When Confidence Starts Working Against You
A leader early in his career believed he was a strong presenter. He ran meetings, gave updates, even spoke at company-wide all hands. For about a year, that was just part of his identity. He was the confident guy who could carry a room. Then one day, his team decided to record their meetings as a development exercise. He watched himself for thirty seconds and had to turn it off. The filler words, the awkward pauses, the feedback people had been gently giving him for months. All of it was right there on the screen.
He couldn't watch the rest. And in his own words, that in itself was a little hubristic.
The story captures something I see in almost every senior leader I work with. Confidence is what we get rewarded for early in our careers. It's how we get noticed, promoted, taken seriously. We learn that being sure of ourselves in a room is a kind of currency. So we get good at it, until one day, the same trait that opened every door starts quietly closing them.
The higher you go, the heavier your words get. A comment that landed as enthusiasm when you were a manager lands as an attack when you are a senior executive. A confident push that energized your team five years ago undermines a peer department now. The room does not change. You change. And if your confidence has not evolved with you, it stops being a strength. It starts being a liability.
This is where most leaders get stuck. Confidence does not feel like the problem. It feels like the thing keeping them safe. So they protect it. They double down on it. They stop hearing feedback because the feedback feels like a threat to the only currency they know how to spend.
The shift starts with one uncomfortable question.
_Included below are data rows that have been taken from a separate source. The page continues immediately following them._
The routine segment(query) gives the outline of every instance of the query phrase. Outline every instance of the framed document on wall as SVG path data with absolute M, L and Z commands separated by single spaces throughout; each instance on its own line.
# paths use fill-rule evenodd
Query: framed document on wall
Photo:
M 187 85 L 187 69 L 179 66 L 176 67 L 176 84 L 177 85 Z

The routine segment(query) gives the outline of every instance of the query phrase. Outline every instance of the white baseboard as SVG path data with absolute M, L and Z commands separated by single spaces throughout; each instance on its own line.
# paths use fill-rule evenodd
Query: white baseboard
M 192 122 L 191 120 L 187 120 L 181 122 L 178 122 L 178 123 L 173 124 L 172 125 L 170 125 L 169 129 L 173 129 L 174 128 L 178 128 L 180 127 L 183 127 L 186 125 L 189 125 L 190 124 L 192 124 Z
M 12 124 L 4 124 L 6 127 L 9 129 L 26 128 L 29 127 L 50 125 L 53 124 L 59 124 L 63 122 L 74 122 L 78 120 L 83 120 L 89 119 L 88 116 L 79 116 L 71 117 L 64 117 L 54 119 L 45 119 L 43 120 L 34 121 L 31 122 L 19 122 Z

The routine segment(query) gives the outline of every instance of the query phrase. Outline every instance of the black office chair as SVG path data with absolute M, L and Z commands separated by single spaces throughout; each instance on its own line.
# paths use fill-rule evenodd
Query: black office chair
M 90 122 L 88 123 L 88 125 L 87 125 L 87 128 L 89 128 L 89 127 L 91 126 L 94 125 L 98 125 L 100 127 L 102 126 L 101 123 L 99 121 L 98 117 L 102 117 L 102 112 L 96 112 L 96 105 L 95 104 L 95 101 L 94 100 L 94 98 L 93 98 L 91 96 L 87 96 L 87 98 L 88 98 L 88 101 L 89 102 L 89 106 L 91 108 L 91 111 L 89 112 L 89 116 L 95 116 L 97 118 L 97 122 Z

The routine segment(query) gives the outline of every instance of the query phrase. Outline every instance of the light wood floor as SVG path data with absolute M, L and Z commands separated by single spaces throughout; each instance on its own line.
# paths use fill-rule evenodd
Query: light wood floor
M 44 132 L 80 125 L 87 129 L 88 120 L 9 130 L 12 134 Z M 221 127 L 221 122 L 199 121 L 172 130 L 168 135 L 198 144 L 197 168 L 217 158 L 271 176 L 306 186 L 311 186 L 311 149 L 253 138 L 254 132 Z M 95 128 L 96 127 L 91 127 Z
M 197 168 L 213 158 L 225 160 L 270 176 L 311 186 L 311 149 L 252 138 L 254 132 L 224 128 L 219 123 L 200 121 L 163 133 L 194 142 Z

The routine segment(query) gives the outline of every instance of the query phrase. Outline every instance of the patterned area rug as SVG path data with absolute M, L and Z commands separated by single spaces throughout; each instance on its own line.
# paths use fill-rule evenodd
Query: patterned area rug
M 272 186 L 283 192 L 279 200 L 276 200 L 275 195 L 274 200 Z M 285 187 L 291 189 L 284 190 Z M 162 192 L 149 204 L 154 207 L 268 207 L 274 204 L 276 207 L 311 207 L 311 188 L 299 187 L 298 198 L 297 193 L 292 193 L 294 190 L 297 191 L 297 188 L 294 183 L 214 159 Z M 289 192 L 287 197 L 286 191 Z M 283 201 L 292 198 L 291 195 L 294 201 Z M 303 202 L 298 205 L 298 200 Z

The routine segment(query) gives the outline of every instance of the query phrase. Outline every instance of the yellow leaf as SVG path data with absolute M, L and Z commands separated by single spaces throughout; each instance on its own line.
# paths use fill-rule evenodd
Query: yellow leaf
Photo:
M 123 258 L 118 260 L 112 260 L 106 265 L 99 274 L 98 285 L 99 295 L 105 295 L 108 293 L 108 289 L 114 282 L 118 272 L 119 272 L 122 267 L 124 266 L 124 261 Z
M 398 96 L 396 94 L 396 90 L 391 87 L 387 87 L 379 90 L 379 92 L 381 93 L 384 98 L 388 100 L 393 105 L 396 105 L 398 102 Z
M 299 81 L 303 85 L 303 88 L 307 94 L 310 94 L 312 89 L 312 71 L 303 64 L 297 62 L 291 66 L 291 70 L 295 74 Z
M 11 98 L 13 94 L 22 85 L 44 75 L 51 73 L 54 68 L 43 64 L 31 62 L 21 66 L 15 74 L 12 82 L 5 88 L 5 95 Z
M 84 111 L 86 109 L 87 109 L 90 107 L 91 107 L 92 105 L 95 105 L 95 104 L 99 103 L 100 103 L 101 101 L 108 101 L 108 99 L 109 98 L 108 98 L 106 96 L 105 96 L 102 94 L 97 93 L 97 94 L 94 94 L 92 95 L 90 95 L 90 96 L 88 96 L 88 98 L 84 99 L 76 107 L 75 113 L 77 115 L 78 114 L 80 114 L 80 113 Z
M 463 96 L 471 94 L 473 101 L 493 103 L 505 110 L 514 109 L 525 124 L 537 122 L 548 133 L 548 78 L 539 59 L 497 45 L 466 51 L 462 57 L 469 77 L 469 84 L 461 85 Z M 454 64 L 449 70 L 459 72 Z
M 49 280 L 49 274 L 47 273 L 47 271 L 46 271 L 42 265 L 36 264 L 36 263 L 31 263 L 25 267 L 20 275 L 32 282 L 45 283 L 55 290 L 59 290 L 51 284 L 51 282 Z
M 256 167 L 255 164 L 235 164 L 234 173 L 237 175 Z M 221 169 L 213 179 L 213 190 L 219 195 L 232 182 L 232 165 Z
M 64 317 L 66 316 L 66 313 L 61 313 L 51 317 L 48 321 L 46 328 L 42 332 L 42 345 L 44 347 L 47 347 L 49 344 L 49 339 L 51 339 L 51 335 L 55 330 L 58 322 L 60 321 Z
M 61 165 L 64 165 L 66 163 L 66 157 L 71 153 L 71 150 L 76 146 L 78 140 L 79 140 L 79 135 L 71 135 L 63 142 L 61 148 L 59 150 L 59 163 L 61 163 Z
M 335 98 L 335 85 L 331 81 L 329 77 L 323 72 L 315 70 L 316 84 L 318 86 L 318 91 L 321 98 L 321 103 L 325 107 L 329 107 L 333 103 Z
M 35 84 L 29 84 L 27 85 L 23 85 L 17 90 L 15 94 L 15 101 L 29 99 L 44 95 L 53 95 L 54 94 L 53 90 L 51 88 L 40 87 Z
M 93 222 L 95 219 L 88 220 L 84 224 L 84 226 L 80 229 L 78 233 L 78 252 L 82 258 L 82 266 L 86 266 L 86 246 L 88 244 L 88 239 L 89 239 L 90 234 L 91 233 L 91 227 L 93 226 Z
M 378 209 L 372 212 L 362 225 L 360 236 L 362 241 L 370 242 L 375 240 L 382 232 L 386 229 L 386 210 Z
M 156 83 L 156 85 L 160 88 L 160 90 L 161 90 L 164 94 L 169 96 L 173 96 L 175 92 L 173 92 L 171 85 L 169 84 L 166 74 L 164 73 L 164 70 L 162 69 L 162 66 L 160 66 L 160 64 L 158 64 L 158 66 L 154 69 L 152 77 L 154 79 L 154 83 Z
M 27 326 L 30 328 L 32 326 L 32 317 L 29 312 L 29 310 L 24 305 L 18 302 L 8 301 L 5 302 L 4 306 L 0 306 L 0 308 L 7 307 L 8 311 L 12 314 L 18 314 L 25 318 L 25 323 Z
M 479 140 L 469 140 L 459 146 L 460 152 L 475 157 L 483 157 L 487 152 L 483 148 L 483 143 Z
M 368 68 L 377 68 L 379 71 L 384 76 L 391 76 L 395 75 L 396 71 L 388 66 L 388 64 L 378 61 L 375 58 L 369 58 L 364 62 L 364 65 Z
Do you actually know yourself, or do you just trust your reputation for knowing yourself?
Research by Daniel Goleman found that only ten to fifteen percent of leaders are genuinely self-aware. Ninety-five percent of us think we are. That gap, between how self-aware we believe we are and how self-aware we actually are, is where the trouble lives.
Here is one practice that helps. When something triggers you in a meeting, a comment that lands wrong, feedback that stings, a colleague who undermines you, your body tells you first. Your chest tightens. Your heart rate climbs. Your breath gets shorter. Notice it. Stop whatever you were about to do. Take one breath. Observe what is actually happening, both in you and in the other person. Then proceed. The STOP technique was popularized by renowned mindfulness teacher and creator of Mindfulness-Based Stress Reduction (MBSR), Jon Kabat-Zinn. This is widely used in Dialectical Behavior Therapy (DBT) and Cognitive Behavioral Therapy (CBT) to help interrupt automatic stress responses and ground you in the present moment. It sounds simple in theory, but it takes practice. It is one of the hardest things a confident leader will ever do, because it requires them to choose curiosity over certainty in the exact moment they are most tempted to assert.
Leaers who are watching their ego are not ones who have less confidence. In fact, they are less performative, less reactive, more grounded in actual self-knowledge. They can hear hard feedback without collapsing. They can pause without losing the room. They can say "I don't know" without feeling like the floor just dropped out.
That is the confidence that scales and the one that actually gives you control. So when it comes to choosing integrity over scale, are you actually watching your ego as a leader? If not, this is a good place to start.